Biti calls for united democratic front and end to hero worship

Opposition politics should not revolve around individual personalities but a team comprising people sharing common values, MDC-T secretary-general Tendai Biti has said.

MDC-T secretary-general Tendai Biti.
MDC-T secretary-general Tendai Biti.

Biti spoke to The Zimbabwean at the Southern African Political and Economic Series Trust in Harare last Thursday.

He said opposition politics should not begin and end with individual leaders and it was time for Zimbabweans to rally behind a united democratic front, to remove Mugabe and Zanu (PF) from power at the 2018 elections.

“Opposition parties, civil society, student bodies and other democratic forces should team up against Mugabe and his party, since no single small party can successfully challenge Zanu (PF) at elections,” Biti said.

Morgan Tsvangirai’s failure to grab the presidency in 2008 was partly attributed to the number of candidates, since Simba Makoni took away a deciding percentage of the ballot.

Biti said the united force composed of performers and champions rather than powerful leaders should be a broad alliance not a single party. It would focus on central strategic values and bear in mind that the struggle was not about individuals, but the people.

Personalised politics wrong

A call was made for inclusion of fresh ideas, different players and a party leader separate from the presidential election candidate.

The MDC-T secretary-general admitted that his party failed in its 2013 election strategy. He described the election manifesto, centred on JUICE, as too sophisticated for the electorate, which struggled to understand it.

He also blamed party structures responsible for the strategies for failing to articulate coherent messages effective enough to “fell the old man”.

He said instead of selling itself through the JUICE jargon, MDC-T was supposed to give clear and immediate hopes to the people the way Zanu (PF) did.

“Zanu (PF) simply promised people empowerment and Bhora Mugedhe,”

Biti said, emphasising the need for a clean-up in the MDC-T, a party he described as a good house not to be abandoned.

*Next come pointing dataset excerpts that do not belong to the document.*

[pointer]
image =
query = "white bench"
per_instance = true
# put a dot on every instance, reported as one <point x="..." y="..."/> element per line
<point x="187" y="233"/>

As part of the next political strategy, he suggested that the opposition should identify with the liberation struggle and not liberation movements.

The current economic and political crisis, Biti said, should present opposition parties with the opportunity to regroup into a formidable force “since Zanu (PF) was at its weakest, as a result of internal struggles for power”.

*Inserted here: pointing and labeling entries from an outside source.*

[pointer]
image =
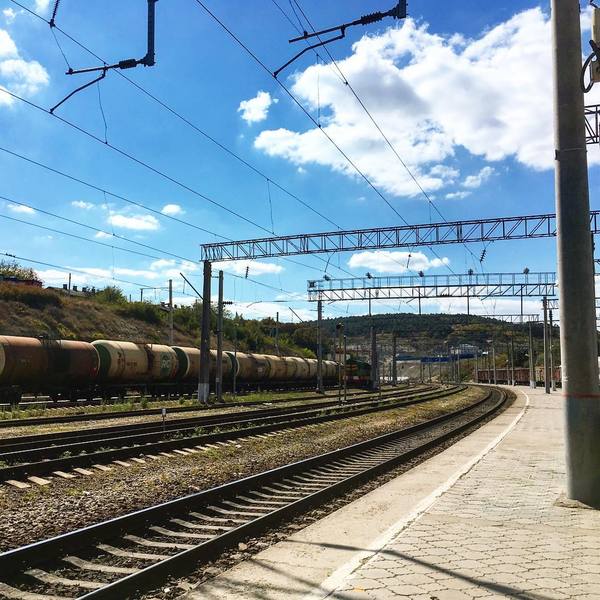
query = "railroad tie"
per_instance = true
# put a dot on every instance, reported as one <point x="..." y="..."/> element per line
<point x="181" y="534"/>
<point x="82" y="471"/>
<point x="20" y="485"/>
<point x="52" y="579"/>
<point x="38" y="480"/>
<point x="128" y="554"/>
<point x="153" y="544"/>
<point x="64" y="475"/>
<point x="15" y="594"/>
<point x="90" y="566"/>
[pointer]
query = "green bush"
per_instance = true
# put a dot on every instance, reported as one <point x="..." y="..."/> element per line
<point x="143" y="311"/>
<point x="31" y="296"/>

Biti took the opportunity to “assure” people that he knew his responsibilities in MDC-T and would not do anything to leave the party and the struggle for democracy.

“I will never do anything to destroy MDC-T and remain loyal to millions of people who suffered and died for the democratic project,” Biti said.

MDC-T violence horrific

Biti escaped recent violence at MDC-T headquarters when suspended party deputy treasurer-general Elton Mangoma was attacked by suspected pro-Tsvangirai youths. He said said: “The violence was horrendous and could best be described as hell on earth”.

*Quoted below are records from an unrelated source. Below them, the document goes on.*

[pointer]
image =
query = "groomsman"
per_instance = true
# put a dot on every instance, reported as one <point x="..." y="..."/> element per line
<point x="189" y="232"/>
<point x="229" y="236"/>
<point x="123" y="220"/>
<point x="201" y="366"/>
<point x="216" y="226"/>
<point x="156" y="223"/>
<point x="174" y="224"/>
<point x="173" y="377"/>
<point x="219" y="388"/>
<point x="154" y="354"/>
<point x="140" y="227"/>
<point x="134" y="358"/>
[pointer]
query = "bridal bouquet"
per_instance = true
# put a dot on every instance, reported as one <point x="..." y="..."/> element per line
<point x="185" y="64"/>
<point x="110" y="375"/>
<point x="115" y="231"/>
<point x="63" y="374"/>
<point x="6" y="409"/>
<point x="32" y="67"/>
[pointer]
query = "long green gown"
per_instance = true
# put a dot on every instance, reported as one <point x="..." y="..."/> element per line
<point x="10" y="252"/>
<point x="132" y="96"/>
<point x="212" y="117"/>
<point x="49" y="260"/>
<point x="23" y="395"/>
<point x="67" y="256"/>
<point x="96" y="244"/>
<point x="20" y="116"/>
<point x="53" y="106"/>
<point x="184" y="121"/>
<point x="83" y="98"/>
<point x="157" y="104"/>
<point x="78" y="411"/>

Hid dismissed claims that the MDC was a western project as rubbish and an insult to the Zimbabwean stakeholders who braved dictatorship to form the party in 1999.

Biti defended Elton Mangoma as a hard-headed politician speaking his mind without donor influence.He urged the MDC-T not to deal with differences through violence. He said opposition politics should respect internal democracy.

“We cannot expect Zanu (PF) to be democratic when MDC-T is not,” he said.

Political analyst Shakespear Hamauswa, said it was the opposition that was at its weakest, not Zanu (PF).

He partly blamed problems surfacing in the opposition parties on a clash of personalities, polarisation and patronage politics.

Hamauswa reminded Biti that opposition parties in Zimbabwe were incompatible and a united front would be difficult to realise.

“Depersonalisation of parties would be difficult since every struggle would have a face,” he said. “Opposition parties should read books about power if they are to mature in politics.”

He blamed the MDC-T election defeat on poor strategies and described the intra-party violence against Mangoma as a schoolboy blunder by those behind it.

Hamauswa suggested that opposition movements narrow their focus to main objectives.

He said that, in its infancy, the MDC managed to attract some sympathisers from within Zanu (PF) and the military before Tsvangirai and his advisors started to blunder.

Hardly 48 hours after Biti had called for tolerance and internal democracy in MDC-T, Mangoma was suspended from the party on Saturday, for suggesting that Tsvangirai step down and make way for a new leader.